Lessons of the 'hood

November 05, 1999|By Leonard Pitts Jr.

YOU don't belong here any more." She didn't say it with hostility, but she said it nevertheless. An observation, a bland statement of fact between friends. "You don't belong here anymore."

We were back home in Los Angeles, my wife Marilyn and I, for our high school reunion. We had given one of our classmates a ride, dropping her off in the old neighborhood, where wrought-iron bars cover every window and cautious people don't venture out after dark.

That's when she said it: "You don't belong here anymore."

It is, of course, the last thing you want to hear if you're a black child of the inner city who has moved on. It suggests that you've forgotten your way home, abandoned kin. That you think yourself "too good." Or worse, not black.

It is, of course, foolish to equate living on the rough side of town with being black. By that logic, neither Oprah Winfrey nor Michael Jordan qualifies. But logic has little to do with this.

So what she said stayed with us that night and for days afterward when we returned home to our house on a quiet street where there are no window bars and families stroll together in the twilight.

And we wondered. We really wondered. But a funny thing happened the other day. Marilyn and I were arranging furniture and I suggested placing a particular chair by the front window. The way my dear wife objected, you'd have thought I had suggested putting it on the roof.

You might figure she simply had a different arrangement in mind. That's what I thought at first. What she thought, too. When the truth dawned upon us a few moments later, we were dumbfounded. Didn't know whether to laugh or cry.

You see, back in the old neighborhood, anyone foolish enough to sit near a front window was begging to be caught in street gang cross-fire. Begging to be killed.

I'm reminded of how I once spent the first few moments of every New Year lying flat on my stomach, far from the windows. You see, folks in the old neighborhood used to celebrate the holiday by getting drunk and firing guns blindly. The 10 minutes before and after midnight sounded like war.

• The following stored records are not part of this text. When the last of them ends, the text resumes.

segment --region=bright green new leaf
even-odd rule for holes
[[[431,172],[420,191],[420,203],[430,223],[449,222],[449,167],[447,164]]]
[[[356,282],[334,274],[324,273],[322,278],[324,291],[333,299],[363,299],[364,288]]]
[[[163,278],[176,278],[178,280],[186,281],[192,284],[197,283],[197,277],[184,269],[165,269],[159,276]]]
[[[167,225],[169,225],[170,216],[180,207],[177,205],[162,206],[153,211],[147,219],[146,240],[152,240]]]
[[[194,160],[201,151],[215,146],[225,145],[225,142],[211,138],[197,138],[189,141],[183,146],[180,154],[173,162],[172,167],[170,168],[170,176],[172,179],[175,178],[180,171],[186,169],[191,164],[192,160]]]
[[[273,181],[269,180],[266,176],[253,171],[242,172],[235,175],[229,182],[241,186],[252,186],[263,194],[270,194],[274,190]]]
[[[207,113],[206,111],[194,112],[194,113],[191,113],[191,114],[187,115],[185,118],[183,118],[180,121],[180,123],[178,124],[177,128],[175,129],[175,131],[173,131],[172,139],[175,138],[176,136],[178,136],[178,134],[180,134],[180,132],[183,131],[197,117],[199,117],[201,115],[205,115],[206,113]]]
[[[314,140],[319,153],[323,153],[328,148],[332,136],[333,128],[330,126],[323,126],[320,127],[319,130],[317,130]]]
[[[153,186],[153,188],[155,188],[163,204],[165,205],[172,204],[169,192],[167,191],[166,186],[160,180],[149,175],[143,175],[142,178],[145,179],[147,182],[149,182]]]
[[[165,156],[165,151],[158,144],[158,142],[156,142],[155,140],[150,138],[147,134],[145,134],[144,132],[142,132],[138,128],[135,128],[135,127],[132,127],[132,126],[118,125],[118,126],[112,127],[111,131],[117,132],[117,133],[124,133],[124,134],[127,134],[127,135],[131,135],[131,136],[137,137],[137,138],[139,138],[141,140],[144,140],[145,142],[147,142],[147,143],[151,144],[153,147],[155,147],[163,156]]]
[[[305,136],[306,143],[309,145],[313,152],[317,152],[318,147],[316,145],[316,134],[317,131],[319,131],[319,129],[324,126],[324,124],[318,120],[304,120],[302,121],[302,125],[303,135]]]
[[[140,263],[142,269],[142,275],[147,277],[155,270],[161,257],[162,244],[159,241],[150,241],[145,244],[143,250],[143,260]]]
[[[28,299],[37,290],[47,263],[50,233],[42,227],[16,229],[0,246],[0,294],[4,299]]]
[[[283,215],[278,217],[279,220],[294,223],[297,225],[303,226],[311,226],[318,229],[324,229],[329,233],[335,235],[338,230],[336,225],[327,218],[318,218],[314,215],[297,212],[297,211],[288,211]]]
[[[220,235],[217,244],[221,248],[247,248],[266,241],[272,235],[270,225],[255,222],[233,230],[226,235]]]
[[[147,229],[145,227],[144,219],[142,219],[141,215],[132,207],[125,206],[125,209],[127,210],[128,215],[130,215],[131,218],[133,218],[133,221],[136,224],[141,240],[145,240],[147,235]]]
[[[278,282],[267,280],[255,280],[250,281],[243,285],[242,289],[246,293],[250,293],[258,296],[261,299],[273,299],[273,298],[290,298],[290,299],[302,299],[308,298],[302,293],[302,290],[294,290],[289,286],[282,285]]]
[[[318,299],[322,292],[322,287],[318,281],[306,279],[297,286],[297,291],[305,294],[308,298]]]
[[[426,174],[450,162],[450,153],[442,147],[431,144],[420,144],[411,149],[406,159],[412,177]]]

"You don't belong here anymore," the lady said. And indeed, it has been nearly 15 years since we left. But some things you never forget. So here we are, all these years later, filled with survival skills left over from another life. Discovering that they were still in us was sobering. And yet, strangely reassuring, too.

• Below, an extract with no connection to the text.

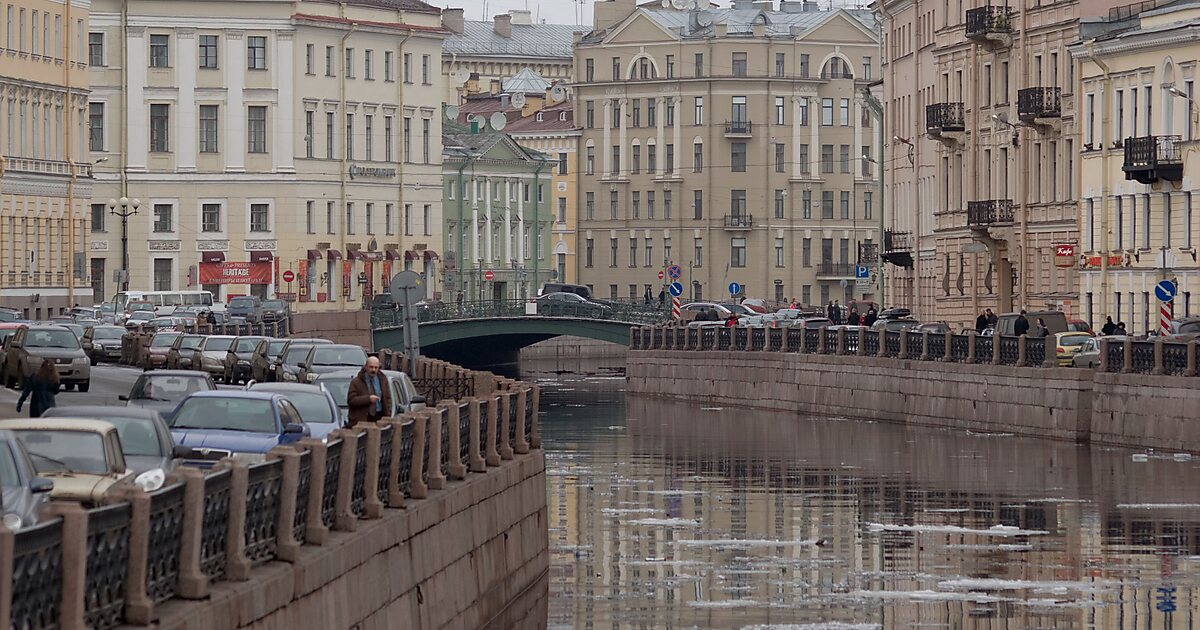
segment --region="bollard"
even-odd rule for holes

It told me that we never lost the things we feared we had, never betrayed what we once wore. We only became children of two places, of a duality that challenges even our own preconceptions of who and what we are. A duality that is perhaps most succinctly expressed in the fact that, when New Year's Eve comes, my new chair will be placed by the front window, but I won't be sitting in it.

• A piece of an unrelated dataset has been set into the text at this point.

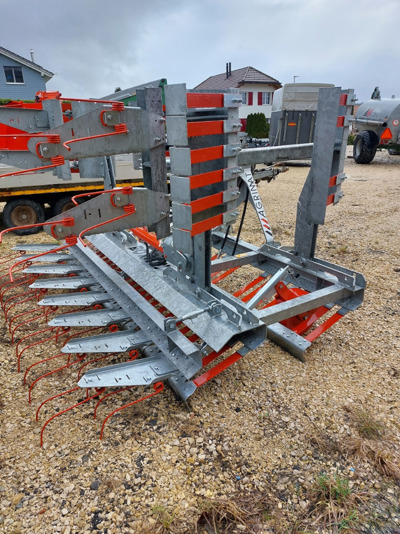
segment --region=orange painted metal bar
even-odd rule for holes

It's silly, I know. Silly, yet the past defines us, constrains us, grounds us, in ways that have little to do with what does or does not make sense.

That's true whether you're a woman hoarding pennies out of some memory of Depression indigence. Or some old soldier living with the ghosts of Normandy. Or just children of the slums who've somehow managed to land in a place of white picket fences, 2.5 kids and soccer practices.

Each of us is the sum of many parts, a compromise among what we were, what we are and what we aspire.

"You don't belong here anymore," she said. Maybe she had a point. And yet I find that, in ways both large and small, we never really left.